Clara moved her head to speak. ‘I should never have said those things to you. And to say you’re like Mam! I’m sorry, I didn’t mean it.’
 
‘I know you didn’t, and I’ve been stupid, Clara. I should have told you about Ivor and Mam years ago and then that would have prevented all this.’
 
‘It wouldn’t.’ There was a break in Clara’s voice. ‘We’ve agreed we’ve always loved each other when we look back, right from bairns. I can’t do without him, Abby, and he can’t do without me. And I’m not going to let our mam take him away from me. We don’t care about anything else but being together. We’re going away, far away. Abroad. We’ll make a new life there. Legally we’re cousins and that’s all anyone will ever know.’
 
‘Clara, you haven’t thought this through.’ She tried to stop the shock from sounding in her voice.
 
‘We have.’ Clara looked at her, her eyes seeming to spread and encompass her delicate features. ‘And nothing is going to stop us, Abby. None of this is our fault.’
 
‘I know that, darling.’
 
‘I don’t regret falling in love with him, not even now.’
 
Abby swallowed hard. How did she put this without it seeming harsh? ‘You . . . you understand about the repercussions? With starting a family?’
 
‘Jed is enough for me and I’m enough for him.’
 
‘Now maybe,’ Abby said. ‘But loving each other as you do, it’s the most natural thing in the world to want bairns.’
 
‘Natural?’ Clara gave a croak of a laugh. ‘There’s not much natural in our family.’
 
‘Don’t, darling.’ Abby held her tighter. ‘Don’t torment yourself.’
 
‘But it’s true.’ Clara drew away slightly, looking at her with eyes bright with tears. ‘I hate Mam, and him - Ivor.

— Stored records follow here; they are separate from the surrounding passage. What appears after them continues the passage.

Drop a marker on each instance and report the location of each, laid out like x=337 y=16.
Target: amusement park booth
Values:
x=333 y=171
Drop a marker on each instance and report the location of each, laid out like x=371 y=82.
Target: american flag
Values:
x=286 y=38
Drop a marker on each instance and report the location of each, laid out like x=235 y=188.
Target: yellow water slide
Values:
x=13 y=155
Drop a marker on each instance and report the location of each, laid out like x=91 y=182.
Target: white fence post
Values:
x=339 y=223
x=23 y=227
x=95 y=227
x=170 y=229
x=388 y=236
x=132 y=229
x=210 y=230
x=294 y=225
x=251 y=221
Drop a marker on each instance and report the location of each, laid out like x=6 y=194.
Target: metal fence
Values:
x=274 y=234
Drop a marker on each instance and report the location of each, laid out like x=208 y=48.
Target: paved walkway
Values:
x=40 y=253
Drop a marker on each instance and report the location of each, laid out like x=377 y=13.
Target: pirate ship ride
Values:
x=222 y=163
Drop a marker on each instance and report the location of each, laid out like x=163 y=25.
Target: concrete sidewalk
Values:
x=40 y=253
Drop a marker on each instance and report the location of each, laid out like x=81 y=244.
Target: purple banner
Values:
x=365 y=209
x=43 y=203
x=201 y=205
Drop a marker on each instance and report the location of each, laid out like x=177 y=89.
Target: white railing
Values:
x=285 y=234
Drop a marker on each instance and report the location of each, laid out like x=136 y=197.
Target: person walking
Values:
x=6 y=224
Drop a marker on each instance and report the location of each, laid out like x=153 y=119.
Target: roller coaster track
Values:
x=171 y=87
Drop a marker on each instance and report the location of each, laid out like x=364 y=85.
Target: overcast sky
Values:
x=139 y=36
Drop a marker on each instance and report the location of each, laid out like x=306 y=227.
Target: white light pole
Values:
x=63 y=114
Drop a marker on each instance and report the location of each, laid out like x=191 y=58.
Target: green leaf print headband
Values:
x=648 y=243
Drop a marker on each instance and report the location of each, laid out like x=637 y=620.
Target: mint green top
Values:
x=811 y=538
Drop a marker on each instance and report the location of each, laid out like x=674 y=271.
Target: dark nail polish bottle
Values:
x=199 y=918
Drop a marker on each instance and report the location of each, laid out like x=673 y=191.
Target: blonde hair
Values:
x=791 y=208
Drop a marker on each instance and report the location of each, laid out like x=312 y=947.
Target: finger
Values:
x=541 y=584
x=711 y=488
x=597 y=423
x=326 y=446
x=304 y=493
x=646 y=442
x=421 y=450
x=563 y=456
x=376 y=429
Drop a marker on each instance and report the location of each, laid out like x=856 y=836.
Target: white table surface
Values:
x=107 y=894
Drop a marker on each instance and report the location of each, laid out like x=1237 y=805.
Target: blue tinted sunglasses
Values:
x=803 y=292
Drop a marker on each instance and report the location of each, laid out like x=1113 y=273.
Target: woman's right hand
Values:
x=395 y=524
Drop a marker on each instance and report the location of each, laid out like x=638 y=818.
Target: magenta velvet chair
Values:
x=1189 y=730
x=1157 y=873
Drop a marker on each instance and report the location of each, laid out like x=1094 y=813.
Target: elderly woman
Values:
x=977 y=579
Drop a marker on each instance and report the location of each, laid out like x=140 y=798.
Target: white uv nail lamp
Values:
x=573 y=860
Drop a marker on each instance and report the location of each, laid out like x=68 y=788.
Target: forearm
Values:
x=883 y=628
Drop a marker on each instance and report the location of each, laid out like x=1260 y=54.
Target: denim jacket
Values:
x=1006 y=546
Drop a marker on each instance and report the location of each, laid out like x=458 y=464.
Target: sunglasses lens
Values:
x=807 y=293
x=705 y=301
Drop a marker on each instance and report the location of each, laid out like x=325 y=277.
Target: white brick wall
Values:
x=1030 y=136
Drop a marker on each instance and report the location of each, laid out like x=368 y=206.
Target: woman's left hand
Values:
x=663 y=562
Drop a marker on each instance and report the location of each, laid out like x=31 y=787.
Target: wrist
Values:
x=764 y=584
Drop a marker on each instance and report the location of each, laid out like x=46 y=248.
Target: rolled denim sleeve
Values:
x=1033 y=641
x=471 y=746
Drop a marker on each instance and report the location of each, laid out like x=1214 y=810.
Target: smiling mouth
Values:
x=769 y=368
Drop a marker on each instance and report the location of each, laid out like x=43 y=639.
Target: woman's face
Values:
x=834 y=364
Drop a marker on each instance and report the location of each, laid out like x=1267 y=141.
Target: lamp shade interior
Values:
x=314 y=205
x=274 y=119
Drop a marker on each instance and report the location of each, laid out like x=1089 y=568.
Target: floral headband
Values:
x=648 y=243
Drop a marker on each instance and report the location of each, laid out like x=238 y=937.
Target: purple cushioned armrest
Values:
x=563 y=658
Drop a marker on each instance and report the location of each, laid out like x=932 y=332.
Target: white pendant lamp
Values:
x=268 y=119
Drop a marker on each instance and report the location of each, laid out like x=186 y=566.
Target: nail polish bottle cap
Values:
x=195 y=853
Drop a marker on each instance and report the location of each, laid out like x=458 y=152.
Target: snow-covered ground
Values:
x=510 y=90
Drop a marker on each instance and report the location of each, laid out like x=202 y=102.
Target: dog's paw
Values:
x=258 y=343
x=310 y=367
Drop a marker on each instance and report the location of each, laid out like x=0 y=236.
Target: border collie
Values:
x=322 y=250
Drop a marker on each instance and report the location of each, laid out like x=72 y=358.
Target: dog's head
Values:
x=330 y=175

Did Da know? And Aunty Audrey?’
 
‘I don’t think Da knew about any of it. Aunty Audrey knew about the affair but not about . . . us.’
 
‘And she killed him, Abby.’ It was the first time they had spoken of it. ‘Mam did all that and then she killed him. It should have been the other way round.’
 
‘Clara, you must take time to think about this.’
 
As though she had said something shocking, Clara jerked away. ‘I can’t do without him,’ she said tonelessly. ‘I mean it, Abby. If I can’t be with him I’d rather be dead.’
 
There was a trembling sensation now in Abby’s stomach. Her mother had been besotted with Ivor and the result had been devastation. Pray God history wouldn’t repeat itself with Clara. But then look at her with James. Much as she had loved Ike - and she had loved him - the feeling she’d had for him couldn’t compare with the overwhelming intensity of what she felt for James. Had something been passed on through the genes? Did the women of their family love obsessionally, without rhyme or reason?
 
No, she wouldn’t accept that for herself or for Clara. Clara believed she’d fallen in love with her cousin, and her own love for James was a healthy thing. Her mother’s relationship with Ivor had been quite different. She tried one last time to convince her sister to wait. ‘Don’t make any immediate decisions now, not when no one knows anything.’